Judaism transferred the arena in which mankind meets God from nature to history; man participates in the creation of history together with God, and therefore they are both responsible, although the scope of this responsibility is not comparable. What follows from this is not only the concept of punishment and reward for acts of evil and good, but also a permanent desire to heal all damage to the world, a return to its original ontological, divine, and therefore ideal state—for we are speaking of God, who is good, as is his world.

This obligation is sanctioned in the Covenant between God and mankind as his creation (Gen. 1: 28; 6: 18; 9: 12), with Israel as his chosen people (Gen. 15: 18)[vii] and with the family of David as his chosen one (II Sam. 7: 11–16; Ps. 89: 4).The concept of the Messiah (Mashiach in Hebrew) appears and develops against this background. It is derived from the verb mashoach (to anoint)—to anoint a holy place or person. From this arises the concept of the king as ‘the anointed of the Lord’—Mashiach Adonai (I Sam. 24: 7; 26: 11), the chosen one of God, responsible before God and his people for maintaining justice and righteousness (the Torah), and not an incarnation of God on earth, as was accepted in ancient mythologies and religions.

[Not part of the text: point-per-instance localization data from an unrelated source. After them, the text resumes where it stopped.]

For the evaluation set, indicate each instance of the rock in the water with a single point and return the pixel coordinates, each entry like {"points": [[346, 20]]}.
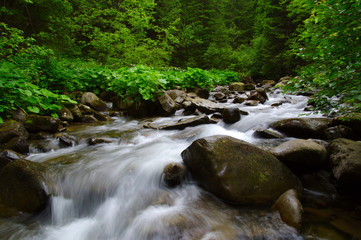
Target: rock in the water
{"points": [[352, 121], [22, 187], [66, 115], [267, 134], [236, 86], [339, 131], [89, 119], [91, 100], [12, 129], [7, 156], [238, 172], [75, 112], [302, 127], [36, 123], [167, 104], [174, 174], [301, 155], [17, 144], [345, 157], [231, 115], [203, 93], [88, 111], [290, 208], [189, 122]]}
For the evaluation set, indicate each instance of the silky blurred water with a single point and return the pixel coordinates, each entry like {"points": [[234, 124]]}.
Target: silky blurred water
{"points": [[114, 190]]}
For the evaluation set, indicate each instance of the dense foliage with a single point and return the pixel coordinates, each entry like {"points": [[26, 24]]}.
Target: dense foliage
{"points": [[52, 47], [329, 41]]}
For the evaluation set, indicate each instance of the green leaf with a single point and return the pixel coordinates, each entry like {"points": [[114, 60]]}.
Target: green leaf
{"points": [[33, 109]]}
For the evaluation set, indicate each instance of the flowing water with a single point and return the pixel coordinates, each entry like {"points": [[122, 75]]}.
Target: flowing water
{"points": [[115, 191]]}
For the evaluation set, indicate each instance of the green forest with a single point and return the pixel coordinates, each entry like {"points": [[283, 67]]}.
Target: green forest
{"points": [[52, 48]]}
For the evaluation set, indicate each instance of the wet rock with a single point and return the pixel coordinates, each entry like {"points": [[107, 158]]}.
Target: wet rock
{"points": [[22, 187], [251, 103], [67, 141], [75, 111], [266, 84], [257, 96], [340, 131], [302, 127], [66, 115], [178, 96], [95, 141], [36, 123], [88, 111], [91, 100], [12, 129], [290, 208], [204, 105], [8, 156], [345, 157], [267, 134], [318, 190], [231, 115], [189, 122], [249, 86], [238, 172], [89, 119], [17, 144], [19, 115], [174, 174], [236, 86], [301, 155], [202, 93], [352, 121], [167, 106], [220, 96], [239, 99]]}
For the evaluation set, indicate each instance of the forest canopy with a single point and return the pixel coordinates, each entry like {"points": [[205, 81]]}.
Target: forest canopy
{"points": [[49, 47]]}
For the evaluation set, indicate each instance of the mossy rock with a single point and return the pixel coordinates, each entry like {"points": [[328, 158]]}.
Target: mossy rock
{"points": [[37, 123], [238, 172], [22, 186], [12, 129]]}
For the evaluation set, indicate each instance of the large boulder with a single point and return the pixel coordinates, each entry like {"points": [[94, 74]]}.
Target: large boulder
{"points": [[345, 158], [290, 208], [22, 187], [204, 105], [167, 106], [91, 100], [231, 115], [238, 172], [302, 127], [12, 129], [184, 123], [301, 155], [36, 123]]}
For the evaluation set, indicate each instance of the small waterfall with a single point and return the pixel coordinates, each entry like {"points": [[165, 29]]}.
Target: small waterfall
{"points": [[114, 191]]}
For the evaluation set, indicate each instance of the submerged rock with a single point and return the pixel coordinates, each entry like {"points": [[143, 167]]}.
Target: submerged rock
{"points": [[12, 129], [189, 122], [238, 172], [231, 115], [302, 127], [22, 187], [174, 174], [92, 100], [301, 155], [345, 158], [36, 123], [290, 208]]}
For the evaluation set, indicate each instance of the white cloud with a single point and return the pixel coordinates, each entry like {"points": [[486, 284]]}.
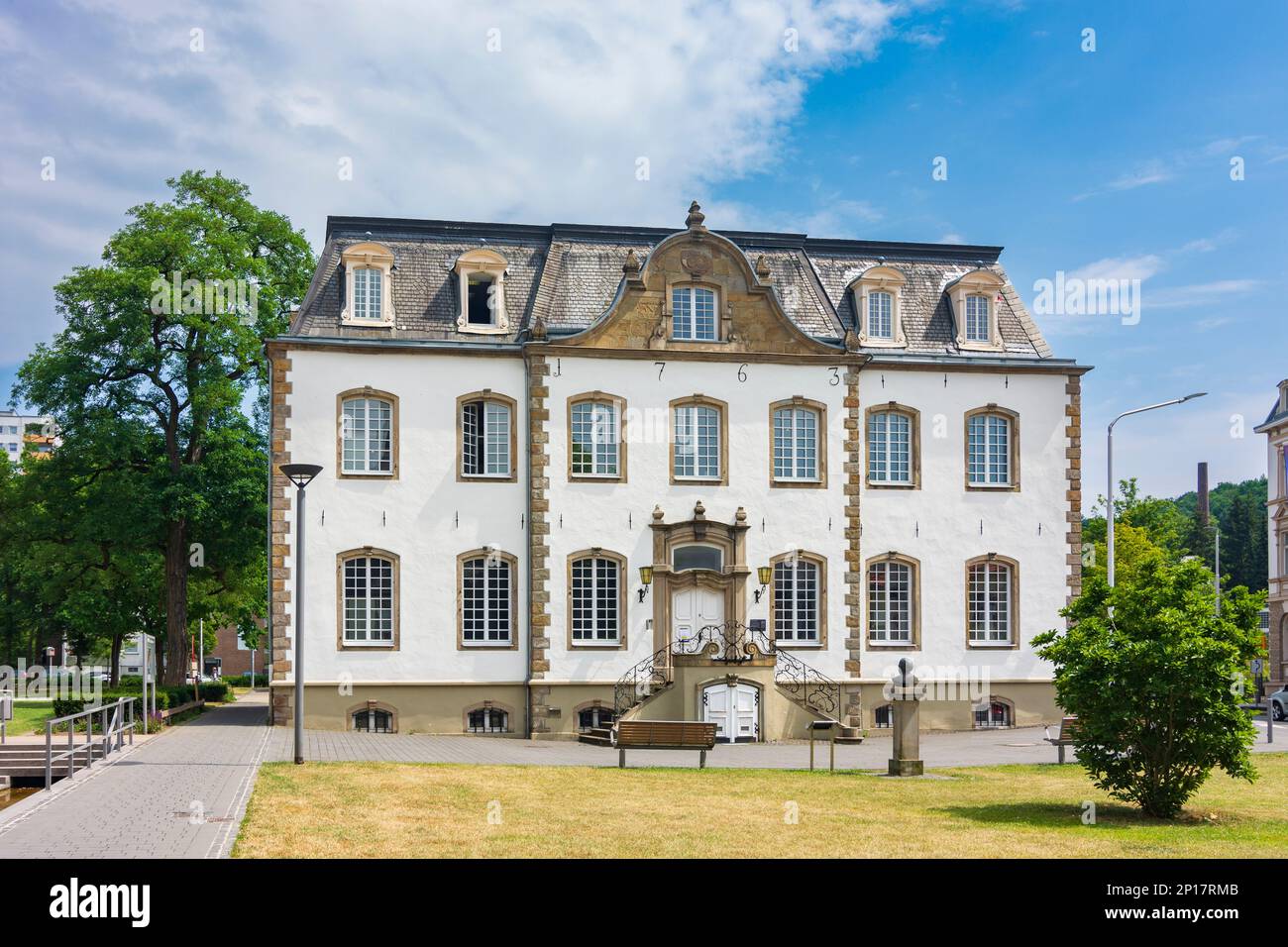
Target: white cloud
{"points": [[550, 127]]}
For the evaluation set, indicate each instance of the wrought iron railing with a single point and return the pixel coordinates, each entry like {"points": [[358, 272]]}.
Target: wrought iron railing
{"points": [[730, 641], [734, 643], [807, 686], [642, 681]]}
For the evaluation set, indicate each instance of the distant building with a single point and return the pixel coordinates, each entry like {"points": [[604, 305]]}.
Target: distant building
{"points": [[1275, 428], [17, 431]]}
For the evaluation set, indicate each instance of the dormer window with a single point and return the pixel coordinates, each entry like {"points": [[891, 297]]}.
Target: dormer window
{"points": [[977, 320], [881, 316], [974, 299], [368, 285], [694, 313], [877, 307], [481, 290]]}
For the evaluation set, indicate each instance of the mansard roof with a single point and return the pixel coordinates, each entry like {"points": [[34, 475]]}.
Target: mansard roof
{"points": [[570, 274]]}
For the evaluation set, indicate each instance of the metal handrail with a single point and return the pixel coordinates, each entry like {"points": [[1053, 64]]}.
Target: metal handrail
{"points": [[116, 728]]}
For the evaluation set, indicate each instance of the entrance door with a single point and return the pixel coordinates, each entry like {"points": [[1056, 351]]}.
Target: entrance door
{"points": [[692, 609], [734, 709]]}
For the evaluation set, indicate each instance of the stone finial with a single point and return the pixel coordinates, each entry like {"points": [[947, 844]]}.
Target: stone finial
{"points": [[696, 217], [631, 266]]}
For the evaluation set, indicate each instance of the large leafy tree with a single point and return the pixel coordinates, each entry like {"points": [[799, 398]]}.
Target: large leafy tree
{"points": [[1155, 677], [172, 364]]}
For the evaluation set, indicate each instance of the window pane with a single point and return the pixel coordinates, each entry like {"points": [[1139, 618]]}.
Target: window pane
{"points": [[881, 316], [977, 318]]}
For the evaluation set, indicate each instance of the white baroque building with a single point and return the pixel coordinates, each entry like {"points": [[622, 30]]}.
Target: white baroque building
{"points": [[574, 474]]}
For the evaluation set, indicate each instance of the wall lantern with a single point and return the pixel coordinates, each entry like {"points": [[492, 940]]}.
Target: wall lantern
{"points": [[647, 579]]}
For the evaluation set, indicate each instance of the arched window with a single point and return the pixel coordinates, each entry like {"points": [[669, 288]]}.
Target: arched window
{"points": [[374, 720], [799, 442], [993, 714], [369, 589], [798, 599], [487, 720], [368, 433], [595, 449], [697, 557], [881, 315], [481, 289], [893, 605], [593, 718], [487, 598], [595, 598], [368, 285], [991, 596], [485, 436], [694, 313], [894, 441], [992, 449], [978, 318]]}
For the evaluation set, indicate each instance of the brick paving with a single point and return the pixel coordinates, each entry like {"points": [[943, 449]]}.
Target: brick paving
{"points": [[179, 795]]}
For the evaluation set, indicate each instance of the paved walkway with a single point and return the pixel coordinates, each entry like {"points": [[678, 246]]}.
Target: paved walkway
{"points": [[986, 748], [181, 793]]}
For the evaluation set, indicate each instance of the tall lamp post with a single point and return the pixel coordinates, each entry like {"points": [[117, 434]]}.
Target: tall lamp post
{"points": [[1109, 496], [299, 474]]}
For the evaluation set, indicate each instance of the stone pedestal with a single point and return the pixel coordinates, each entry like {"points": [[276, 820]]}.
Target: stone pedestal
{"points": [[906, 754]]}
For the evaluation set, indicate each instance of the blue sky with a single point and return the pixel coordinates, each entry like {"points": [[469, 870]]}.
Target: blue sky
{"points": [[1106, 162]]}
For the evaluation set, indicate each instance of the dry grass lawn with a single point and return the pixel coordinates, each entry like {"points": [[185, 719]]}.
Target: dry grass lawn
{"points": [[395, 809]]}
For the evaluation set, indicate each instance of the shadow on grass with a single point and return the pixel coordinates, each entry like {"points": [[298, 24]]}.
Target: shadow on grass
{"points": [[1064, 815]]}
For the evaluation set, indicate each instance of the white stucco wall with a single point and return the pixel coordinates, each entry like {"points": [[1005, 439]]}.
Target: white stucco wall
{"points": [[415, 515], [943, 525]]}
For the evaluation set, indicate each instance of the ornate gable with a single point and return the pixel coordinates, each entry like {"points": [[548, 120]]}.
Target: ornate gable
{"points": [[697, 291]]}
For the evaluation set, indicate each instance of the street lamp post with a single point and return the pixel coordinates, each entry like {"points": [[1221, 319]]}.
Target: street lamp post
{"points": [[299, 474], [1109, 496]]}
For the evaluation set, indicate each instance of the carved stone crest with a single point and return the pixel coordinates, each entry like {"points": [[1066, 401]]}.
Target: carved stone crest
{"points": [[696, 262]]}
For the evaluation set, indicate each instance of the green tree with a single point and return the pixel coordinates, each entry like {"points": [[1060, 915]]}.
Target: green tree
{"points": [[174, 365], [1157, 686]]}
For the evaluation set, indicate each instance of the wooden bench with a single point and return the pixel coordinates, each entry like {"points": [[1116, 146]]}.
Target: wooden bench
{"points": [[665, 735], [1068, 724]]}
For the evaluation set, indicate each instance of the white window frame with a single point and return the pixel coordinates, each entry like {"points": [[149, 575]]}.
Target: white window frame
{"points": [[360, 260], [984, 445], [982, 621], [690, 294], [605, 442], [688, 441], [884, 312], [580, 613], [482, 262], [370, 438], [798, 581], [494, 440], [887, 635], [484, 611], [977, 331], [793, 445], [369, 602], [487, 727], [881, 454]]}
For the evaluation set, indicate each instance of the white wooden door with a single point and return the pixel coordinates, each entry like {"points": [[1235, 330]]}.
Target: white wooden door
{"points": [[692, 609], [715, 709], [746, 727]]}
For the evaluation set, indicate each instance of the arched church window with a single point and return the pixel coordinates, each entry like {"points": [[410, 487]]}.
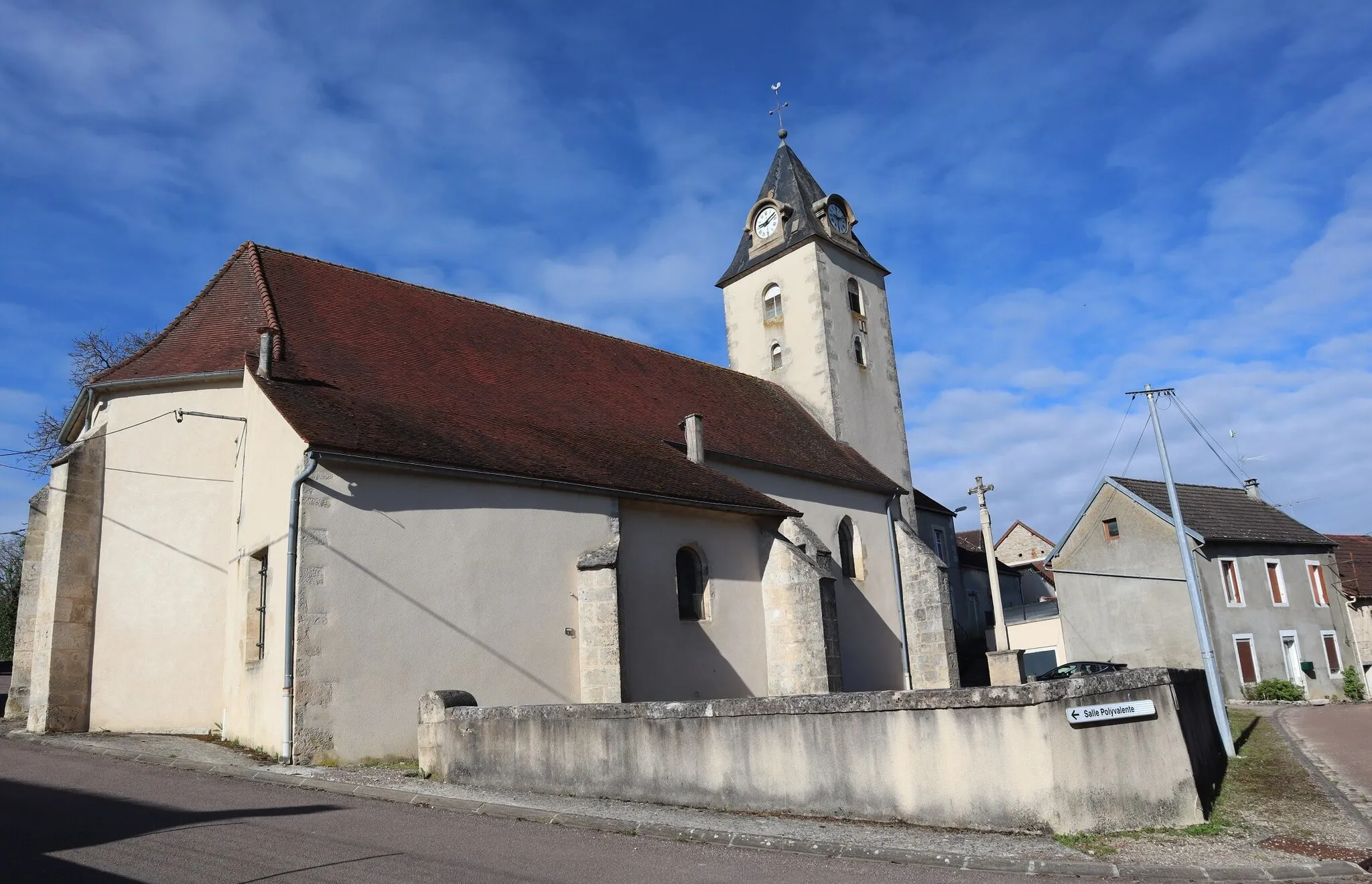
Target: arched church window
{"points": [[849, 548], [772, 303], [855, 298], [691, 584]]}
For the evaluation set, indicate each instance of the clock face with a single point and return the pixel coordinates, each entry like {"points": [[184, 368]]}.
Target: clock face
{"points": [[766, 222], [837, 220]]}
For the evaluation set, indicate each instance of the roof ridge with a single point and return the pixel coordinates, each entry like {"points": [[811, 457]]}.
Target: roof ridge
{"points": [[176, 319], [529, 315], [265, 293]]}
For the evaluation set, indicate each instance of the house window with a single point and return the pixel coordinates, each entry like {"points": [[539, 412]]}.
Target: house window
{"points": [[1332, 656], [1318, 590], [1275, 583], [691, 585], [849, 548], [772, 303], [257, 610], [1247, 660], [855, 297], [1233, 585]]}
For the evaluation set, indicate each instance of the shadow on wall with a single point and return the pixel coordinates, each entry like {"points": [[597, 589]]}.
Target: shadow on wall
{"points": [[869, 649], [39, 820], [1198, 728], [700, 672]]}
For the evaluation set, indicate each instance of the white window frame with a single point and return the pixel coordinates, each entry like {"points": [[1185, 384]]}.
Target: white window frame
{"points": [[1286, 598], [1238, 584], [1338, 652], [1253, 650], [1324, 585], [781, 306], [1294, 678]]}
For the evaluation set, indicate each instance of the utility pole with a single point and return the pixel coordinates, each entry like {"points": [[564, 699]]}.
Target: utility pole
{"points": [[1212, 673], [1002, 630]]}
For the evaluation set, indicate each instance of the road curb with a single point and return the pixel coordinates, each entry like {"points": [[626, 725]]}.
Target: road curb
{"points": [[1056, 868]]}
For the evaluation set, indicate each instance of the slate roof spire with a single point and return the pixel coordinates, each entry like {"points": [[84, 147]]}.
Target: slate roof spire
{"points": [[789, 183]]}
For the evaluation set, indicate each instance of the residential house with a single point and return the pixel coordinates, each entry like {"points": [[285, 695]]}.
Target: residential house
{"points": [[1265, 583]]}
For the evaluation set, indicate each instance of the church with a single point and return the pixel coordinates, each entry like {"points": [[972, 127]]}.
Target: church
{"points": [[320, 494]]}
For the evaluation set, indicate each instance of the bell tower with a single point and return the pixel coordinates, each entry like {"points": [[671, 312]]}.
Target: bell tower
{"points": [[806, 307]]}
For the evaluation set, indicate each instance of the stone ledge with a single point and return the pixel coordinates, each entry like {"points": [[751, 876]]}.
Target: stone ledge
{"points": [[826, 703], [1062, 868]]}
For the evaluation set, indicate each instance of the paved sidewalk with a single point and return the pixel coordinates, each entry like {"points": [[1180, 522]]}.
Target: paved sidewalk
{"points": [[1034, 855], [1338, 739]]}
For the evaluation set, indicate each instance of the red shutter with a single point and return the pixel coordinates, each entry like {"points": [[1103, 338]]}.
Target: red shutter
{"points": [[1246, 668]]}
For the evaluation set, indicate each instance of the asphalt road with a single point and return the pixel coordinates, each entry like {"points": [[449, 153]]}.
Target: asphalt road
{"points": [[68, 816]]}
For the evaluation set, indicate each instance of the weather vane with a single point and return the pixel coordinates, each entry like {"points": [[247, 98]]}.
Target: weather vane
{"points": [[781, 127]]}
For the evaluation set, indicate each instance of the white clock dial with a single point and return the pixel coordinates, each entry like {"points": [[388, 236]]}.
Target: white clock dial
{"points": [[837, 220], [766, 222]]}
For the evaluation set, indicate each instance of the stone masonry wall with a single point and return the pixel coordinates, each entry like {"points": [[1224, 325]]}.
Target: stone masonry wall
{"points": [[64, 634], [929, 635], [17, 706]]}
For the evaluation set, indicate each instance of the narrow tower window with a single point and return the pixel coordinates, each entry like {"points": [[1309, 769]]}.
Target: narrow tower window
{"points": [[855, 297], [772, 303], [691, 585]]}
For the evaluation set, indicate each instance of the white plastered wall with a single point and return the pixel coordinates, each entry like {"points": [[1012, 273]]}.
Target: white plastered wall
{"points": [[869, 619], [419, 581], [251, 688], [666, 658], [169, 494]]}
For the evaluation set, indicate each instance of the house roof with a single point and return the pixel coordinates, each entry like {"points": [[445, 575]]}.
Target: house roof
{"points": [[374, 366], [789, 183], [1220, 513], [1018, 524], [1355, 561]]}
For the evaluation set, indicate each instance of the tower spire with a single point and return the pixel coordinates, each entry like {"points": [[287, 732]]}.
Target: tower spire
{"points": [[781, 127]]}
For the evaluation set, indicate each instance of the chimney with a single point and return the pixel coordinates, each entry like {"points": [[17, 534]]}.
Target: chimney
{"points": [[695, 427], [265, 352]]}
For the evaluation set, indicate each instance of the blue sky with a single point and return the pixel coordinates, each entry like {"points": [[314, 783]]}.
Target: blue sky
{"points": [[1075, 199]]}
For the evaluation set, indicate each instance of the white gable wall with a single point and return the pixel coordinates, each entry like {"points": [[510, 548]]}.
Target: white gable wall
{"points": [[169, 495]]}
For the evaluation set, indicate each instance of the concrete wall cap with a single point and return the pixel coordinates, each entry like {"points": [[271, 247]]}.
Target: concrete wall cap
{"points": [[829, 703]]}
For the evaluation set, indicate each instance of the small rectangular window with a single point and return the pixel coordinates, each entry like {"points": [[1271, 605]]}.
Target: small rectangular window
{"points": [[1318, 590], [1275, 583], [255, 639], [1247, 660], [1233, 585], [1332, 656]]}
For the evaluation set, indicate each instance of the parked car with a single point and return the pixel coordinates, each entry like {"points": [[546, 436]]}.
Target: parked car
{"points": [[1081, 668]]}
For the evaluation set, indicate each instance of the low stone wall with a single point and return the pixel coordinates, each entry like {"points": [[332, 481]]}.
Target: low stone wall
{"points": [[988, 758]]}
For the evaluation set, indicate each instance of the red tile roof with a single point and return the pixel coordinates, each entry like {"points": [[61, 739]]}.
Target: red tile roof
{"points": [[1353, 558], [369, 365]]}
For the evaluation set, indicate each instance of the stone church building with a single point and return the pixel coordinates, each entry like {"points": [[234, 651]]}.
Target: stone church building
{"points": [[320, 492]]}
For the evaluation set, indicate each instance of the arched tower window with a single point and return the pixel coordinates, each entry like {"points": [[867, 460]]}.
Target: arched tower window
{"points": [[691, 584], [772, 303], [855, 298], [849, 548]]}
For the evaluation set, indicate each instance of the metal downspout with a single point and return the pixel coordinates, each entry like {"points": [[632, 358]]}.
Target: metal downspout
{"points": [[291, 554], [900, 590]]}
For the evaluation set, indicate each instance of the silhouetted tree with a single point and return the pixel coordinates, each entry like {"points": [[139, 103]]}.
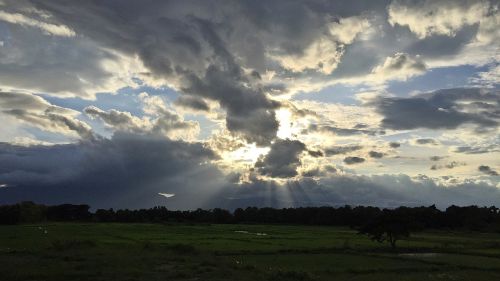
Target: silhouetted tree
{"points": [[391, 226]]}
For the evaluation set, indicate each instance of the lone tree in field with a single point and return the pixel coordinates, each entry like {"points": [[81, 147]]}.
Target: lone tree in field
{"points": [[391, 226]]}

When the people of Israel sinned, they were punished and driven out of their land. But because this is a disturbance in the divine plan, salvation must come—earthly, national liberation and the return of Israel to its land. Salvation is of course to be in keeping with the principles of the Covenant, and therefore the saviour must be of the house of David, despite the fact that already in the Bible, the foreigner Cyrus, who restored to the Israelites a certain form of independence, is called ‘Meshicho’{Isa.45:1}—‘his Messiah’, the Messiah of the Lord.

In this way a shift occurred in the semantic concept of the Messiah: it was no longer a ‘king/anointed one’, but was rather a ‘national saviour’ or redeemer. The gospels also point to this. Jesus’ disciples ask him: ‘Lord, will you now rebuild the kingdom for Israel?’ (Acts 1: 6), and after his crucifixion they lament: ‘We had thought that he was to liberate Israel’ (Luke 24: 21). The concept of ‘the Messiah’ as the saviour and restorer thus emerges from the situation in which the temple has been destroyed and the people driven out—a situation requires repair that. According to Midrash (exegesis), the Messiah was born on the day the temple was destroyed (JerusalemTalmud: Berachot 2: 4).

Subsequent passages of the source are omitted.